If you do not watch the program please bare with me. But anyway Deepspace 9 is now in its 7th seasen and the prodducers feel that it shoud go off the air, and aftor this season, it realy will.
So, aneyway, in my nightmare, the producors are sort of wrapping things up: Captian Sisco's father is gettin old and he must leave the seafood Cajun restuarant he owns in 24th Centory New Orleens because he cannot take care of himself anymore. At the same time Quork and Rom's stepfather, who is the extremely ugly, warty wrinkly old leathorskinned Grand Naigus of the Ferrengi people, well, he is gettin old also and must leave the Ferengy home planet.
Finaly, (again, still in my dream), the charactor Odoe is also getting old. He is suposed to be 300 years old anyway, even though his species of peoplle do not even get wrinkles. (In fact, thier skin is actualy the opposite of wrinkols -- if you watch the show you alredy know what I am talkin abbout).
WELL ANYWAY GEUSS WHAT HAPENS.
Yes you geussed it:
Captian Sisco is havin a midlife male crisis and he forces his poor meek son Jake, (a shy, sensittive struggoling writer no less) to take care of his cranky Gramps while he leaves the space station, (Yes: with that danm baseball in his hand), to become the Head Seafood Chef on that cargo ship owned by that foxy ladyfreind of his. Meanwile Quork and Romm go off chasing some nakad blue-skinned Holodeck babes and leave Romm's adolessent son Nogg to tend to his blobby old stepgrandpap of a Grand Naigus, forcing him to change his danm diapors and clean his frikkin disguosting giant hairy ears for Godsake. And as far as Odoe, yep, this is where I come in, cause Major Keara, (who is romanticly involved with Odoe), has now left him. I am in debt to her, (or rathor, the charactor I play on the show is in debit to her), for a milion bars of latinum that I lost to her in a Dobbo Game and she threatenned to throw me by my skinny ass off the cat walk onto the Promenade of the Station (a long drop down, believe me), if I do not pay the debt by takin care of Odoe, (who, alreaddy the crankiest guy on the station), is now senile, even more cranky, and is expectad to live for annother 300 years. At least.
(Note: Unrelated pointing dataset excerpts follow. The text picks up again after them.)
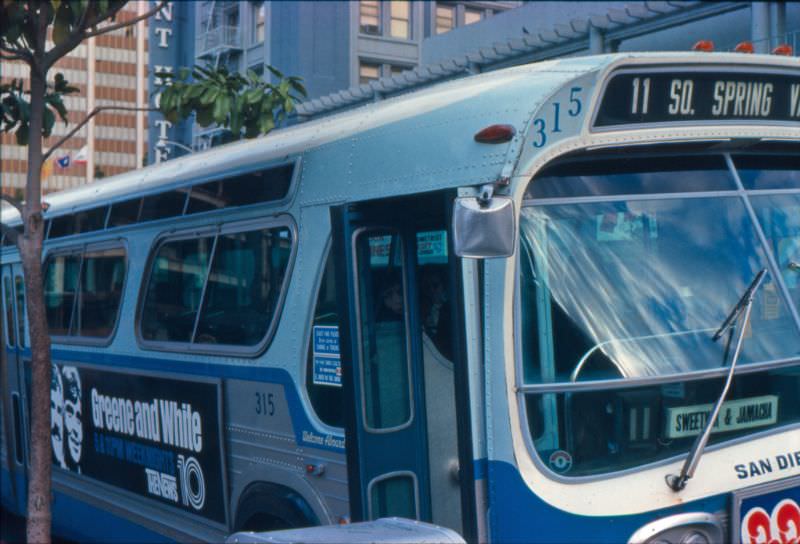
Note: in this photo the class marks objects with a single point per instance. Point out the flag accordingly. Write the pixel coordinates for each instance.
(47, 169)
(82, 156)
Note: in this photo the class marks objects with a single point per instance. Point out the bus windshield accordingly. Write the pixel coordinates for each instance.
(629, 277)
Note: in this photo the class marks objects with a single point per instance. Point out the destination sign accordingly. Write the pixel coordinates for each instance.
(634, 98)
(735, 415)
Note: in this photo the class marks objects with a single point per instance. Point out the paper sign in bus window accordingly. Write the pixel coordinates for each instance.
(683, 421)
(327, 359)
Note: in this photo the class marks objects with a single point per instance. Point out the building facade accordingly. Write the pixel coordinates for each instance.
(106, 72)
(331, 45)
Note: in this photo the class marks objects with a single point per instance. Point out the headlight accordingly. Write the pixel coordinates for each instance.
(691, 528)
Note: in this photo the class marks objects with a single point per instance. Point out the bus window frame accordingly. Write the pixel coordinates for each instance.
(82, 249)
(282, 219)
(523, 390)
(327, 253)
(412, 401)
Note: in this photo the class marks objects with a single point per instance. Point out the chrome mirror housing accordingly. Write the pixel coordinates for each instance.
(484, 229)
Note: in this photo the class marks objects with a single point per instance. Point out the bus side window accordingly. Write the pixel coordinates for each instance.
(9, 303)
(323, 367)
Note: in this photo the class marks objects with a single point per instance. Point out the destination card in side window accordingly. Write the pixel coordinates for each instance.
(683, 421)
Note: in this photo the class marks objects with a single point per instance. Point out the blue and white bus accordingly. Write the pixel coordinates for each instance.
(497, 305)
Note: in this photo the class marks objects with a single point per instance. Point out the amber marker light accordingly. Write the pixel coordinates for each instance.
(706, 46)
(495, 134)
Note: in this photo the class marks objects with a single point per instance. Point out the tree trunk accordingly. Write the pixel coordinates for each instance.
(39, 502)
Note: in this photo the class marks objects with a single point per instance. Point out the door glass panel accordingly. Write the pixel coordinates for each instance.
(393, 496)
(101, 291)
(173, 293)
(244, 286)
(435, 307)
(9, 307)
(20, 310)
(324, 365)
(384, 351)
(60, 289)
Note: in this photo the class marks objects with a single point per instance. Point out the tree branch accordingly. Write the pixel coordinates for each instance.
(14, 202)
(123, 24)
(81, 34)
(86, 119)
(16, 54)
(11, 233)
(11, 57)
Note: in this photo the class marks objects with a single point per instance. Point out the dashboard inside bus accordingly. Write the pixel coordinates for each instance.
(628, 266)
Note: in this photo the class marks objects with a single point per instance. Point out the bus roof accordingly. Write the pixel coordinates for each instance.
(419, 125)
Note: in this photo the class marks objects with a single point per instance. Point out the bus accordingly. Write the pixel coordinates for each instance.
(508, 305)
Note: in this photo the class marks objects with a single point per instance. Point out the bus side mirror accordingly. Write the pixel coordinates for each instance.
(483, 230)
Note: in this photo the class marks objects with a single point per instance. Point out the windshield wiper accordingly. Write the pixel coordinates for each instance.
(745, 304)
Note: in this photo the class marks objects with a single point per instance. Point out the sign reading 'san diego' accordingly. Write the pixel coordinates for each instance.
(157, 437)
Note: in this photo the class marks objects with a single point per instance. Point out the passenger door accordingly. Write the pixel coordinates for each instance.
(14, 404)
(399, 346)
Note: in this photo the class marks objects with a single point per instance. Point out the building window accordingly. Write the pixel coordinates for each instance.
(259, 22)
(399, 15)
(368, 72)
(445, 18)
(472, 16)
(370, 16)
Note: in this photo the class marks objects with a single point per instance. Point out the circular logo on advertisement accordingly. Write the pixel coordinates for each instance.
(560, 461)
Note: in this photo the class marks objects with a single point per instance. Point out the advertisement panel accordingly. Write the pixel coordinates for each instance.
(157, 437)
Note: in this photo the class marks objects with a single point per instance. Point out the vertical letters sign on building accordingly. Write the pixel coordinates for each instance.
(166, 49)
I canott stand Major Keara and even still I declare bankrupcey -- so, legally I am not bound to take care of Odoe. But you know what? I agree to do it anyway. It is becuase I am meek myself and easily pushed around. It is becuase I am a jerk. Also I just cannot stand her yappin at me, and if you watch the show, you know exatcly what I am talkin about.
The onley funny part of the show hapens when poor senile old Jeremy Sisco, the Captian's father, (and one of my favorrite actors -- he was in To Kill A Mockingbird way back in 1962), somehow gets ahold of some Cajun spices from Earth and cooks up what he thinks is a giant juicey eight pound Gulf shrimp withuot the shell that he finds floppin arround in a water tank down in Dr. Basheer's lab, that him and his son the Captian, (who has now returned), gobble up one night after kickin some Jem Haddar ass over in the Gamma Quadrant. Of course it turns out to be not a huge shrimp at all but instead somthing called "the Simbiant" which is the major part of his poor freind Daxx.